South African electricity utility Eskom insisted on Tuesday that the Koeberg nuclear power station, located in the Western Cape, is not affected by manufacturing anomalies that have afflicted the French nuclear industry this year, resulting in several reactor outages.
The State-owned company reports that it received “official correspondence” from nuclear technology vendor Areva, of France, on August 3 confirming that Koeberg’s two reactors were not affected by the historical anomalies. Koeberg employs a French pressure-water reactor design developed by the predecessor to Areva.
Areva was also awarded a contract by Eskom in 2014 to supply six replacement steam generators for Koeberg. The R4.3-billion contract is currently the subject of a legal dispute, with Westinghouse Electric Company challenging the award to Areva. The Supreme Court of Appeal ruled in 2015 that Eskom’s tender committee acted unlawfully by taking account of considerations not included as adjudication criteria in the original tender. The matter is currently before the Constitutional Court.
Eskom made the assurances regarding Koeberg following recent shutdowns by Electricite de France (EDF) of 18 of its 58 reactors. The shutdowns were undertaken as a precautionary measure following a regulatory inspection of EDF’s Flamanville construction site, in northwestern France, which indicated that certain components might have left the forging facility at Le Creusot with flaws.
French nuclear regulator ASN has, to date, inspected ten reactors and five more will be inspected within the next few months. Three reactors are undergoing additional inspections and analysis before EDF decides how to proceed.

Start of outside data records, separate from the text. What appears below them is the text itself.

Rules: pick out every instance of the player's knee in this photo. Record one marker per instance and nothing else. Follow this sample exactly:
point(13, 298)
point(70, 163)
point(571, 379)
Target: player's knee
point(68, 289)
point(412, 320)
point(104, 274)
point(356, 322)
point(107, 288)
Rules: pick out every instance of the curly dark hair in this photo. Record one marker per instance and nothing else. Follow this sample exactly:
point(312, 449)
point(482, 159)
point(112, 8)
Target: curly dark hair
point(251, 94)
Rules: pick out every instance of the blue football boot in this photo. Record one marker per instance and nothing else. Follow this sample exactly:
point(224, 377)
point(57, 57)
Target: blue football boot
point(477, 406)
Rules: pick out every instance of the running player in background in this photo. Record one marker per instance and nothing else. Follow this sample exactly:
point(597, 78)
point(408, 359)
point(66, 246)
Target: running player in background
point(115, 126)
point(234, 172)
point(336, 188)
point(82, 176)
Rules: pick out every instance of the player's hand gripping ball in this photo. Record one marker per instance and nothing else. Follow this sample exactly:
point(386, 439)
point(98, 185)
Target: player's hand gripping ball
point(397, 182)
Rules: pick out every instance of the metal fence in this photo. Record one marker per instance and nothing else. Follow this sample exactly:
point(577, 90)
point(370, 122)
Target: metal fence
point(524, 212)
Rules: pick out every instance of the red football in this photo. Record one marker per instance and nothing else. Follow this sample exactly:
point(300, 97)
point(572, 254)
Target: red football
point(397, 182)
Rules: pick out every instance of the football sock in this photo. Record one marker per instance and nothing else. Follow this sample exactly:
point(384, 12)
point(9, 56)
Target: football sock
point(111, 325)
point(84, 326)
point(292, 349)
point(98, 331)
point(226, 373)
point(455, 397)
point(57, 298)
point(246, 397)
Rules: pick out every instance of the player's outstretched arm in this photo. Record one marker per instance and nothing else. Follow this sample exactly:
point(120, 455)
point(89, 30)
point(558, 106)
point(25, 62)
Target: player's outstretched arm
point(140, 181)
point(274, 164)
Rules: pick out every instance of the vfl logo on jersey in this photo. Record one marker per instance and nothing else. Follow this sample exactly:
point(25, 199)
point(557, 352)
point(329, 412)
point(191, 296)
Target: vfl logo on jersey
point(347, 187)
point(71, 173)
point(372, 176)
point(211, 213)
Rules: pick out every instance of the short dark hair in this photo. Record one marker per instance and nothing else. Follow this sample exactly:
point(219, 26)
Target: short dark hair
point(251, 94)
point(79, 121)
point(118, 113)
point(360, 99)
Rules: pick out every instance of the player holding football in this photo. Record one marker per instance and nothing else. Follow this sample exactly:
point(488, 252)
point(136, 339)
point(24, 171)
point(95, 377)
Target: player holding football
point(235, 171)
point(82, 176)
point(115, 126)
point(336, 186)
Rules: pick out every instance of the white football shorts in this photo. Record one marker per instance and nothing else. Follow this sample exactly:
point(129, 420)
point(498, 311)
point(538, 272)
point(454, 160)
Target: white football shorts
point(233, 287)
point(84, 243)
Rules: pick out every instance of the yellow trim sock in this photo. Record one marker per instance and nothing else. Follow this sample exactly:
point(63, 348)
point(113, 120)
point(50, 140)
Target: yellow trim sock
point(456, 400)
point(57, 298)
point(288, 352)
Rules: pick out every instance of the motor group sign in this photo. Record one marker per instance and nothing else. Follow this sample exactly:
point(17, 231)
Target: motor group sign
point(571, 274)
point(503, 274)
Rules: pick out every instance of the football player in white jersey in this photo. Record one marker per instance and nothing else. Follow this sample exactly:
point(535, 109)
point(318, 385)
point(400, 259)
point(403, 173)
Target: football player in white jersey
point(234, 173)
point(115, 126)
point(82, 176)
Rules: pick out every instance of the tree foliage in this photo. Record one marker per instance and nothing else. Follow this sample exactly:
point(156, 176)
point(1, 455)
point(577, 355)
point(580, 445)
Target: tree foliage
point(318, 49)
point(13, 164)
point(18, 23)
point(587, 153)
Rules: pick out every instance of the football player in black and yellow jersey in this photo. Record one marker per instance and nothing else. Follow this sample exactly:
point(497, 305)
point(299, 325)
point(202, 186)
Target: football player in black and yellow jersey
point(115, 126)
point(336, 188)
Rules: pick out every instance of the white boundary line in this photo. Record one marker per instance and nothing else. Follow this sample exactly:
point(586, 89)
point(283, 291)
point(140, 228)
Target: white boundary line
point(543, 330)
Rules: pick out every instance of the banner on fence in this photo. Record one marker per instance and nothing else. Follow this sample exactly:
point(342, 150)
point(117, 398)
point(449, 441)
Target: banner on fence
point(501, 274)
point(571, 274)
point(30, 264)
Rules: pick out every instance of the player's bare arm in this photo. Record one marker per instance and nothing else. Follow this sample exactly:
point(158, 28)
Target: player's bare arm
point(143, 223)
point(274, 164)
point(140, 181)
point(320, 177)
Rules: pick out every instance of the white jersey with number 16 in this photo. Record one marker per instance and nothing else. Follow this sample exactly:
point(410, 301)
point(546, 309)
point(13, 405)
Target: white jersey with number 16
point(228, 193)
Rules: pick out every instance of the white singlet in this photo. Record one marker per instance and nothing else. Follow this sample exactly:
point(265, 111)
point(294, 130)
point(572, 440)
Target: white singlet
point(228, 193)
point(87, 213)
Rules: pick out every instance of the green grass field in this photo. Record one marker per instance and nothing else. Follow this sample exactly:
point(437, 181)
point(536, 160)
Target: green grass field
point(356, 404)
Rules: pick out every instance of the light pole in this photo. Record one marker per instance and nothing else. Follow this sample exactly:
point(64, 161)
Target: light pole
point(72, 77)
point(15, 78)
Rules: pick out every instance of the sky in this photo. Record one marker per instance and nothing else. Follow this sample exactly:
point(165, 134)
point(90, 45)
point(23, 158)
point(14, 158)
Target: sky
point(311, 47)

Eskom nuclear projects GM Sedick Davis said in a statement that the utility had used technical detail provided by EDF to analyse components at Koeberg, as well as those currently being manufactured for plant upgrading and maintenance.
Areva is producing components for the Koeberg steam-generator replacement programme at its Chalon/Saint-Marcel plant, in France, as well as under sub-contract with Chinese engineering group Senpec.
“The conclusion is that the Koeberg plant is not affected by the historical manufacturing anomalies that require additional inspections and verification,” Davis said.
He noted that the components at Koeberg were also manufactured using a casting rather than a forging process, while pre-service and in-service inspections have shown up no flaws.
“Historical records also show no anomalies or inconsistencies,” Davis said, while adding that any new information would be analysed as it arose.
“The Eskom analysis and treatment of this matter is subject to national and international scrutiny by all stakeholders, thereby giving assurance to the South African public that the Koeberg plant remains safe.”
The Koeberg statement comes as Eskom prepares to issue a request for proposals to nuclear vendors for a highly contested new nuclear build programme, which is already the subject of a legal challenge.
In fact, the Cape Town High Court would, on December 13, hear a challenge brought by Earthlife Africa Johannesburg and the Southern African Faith Communities’ Environment Institute against government’s nuclear procurement process. The applicants argued that the procurement process is shrouded in “secrecy and misinformation”.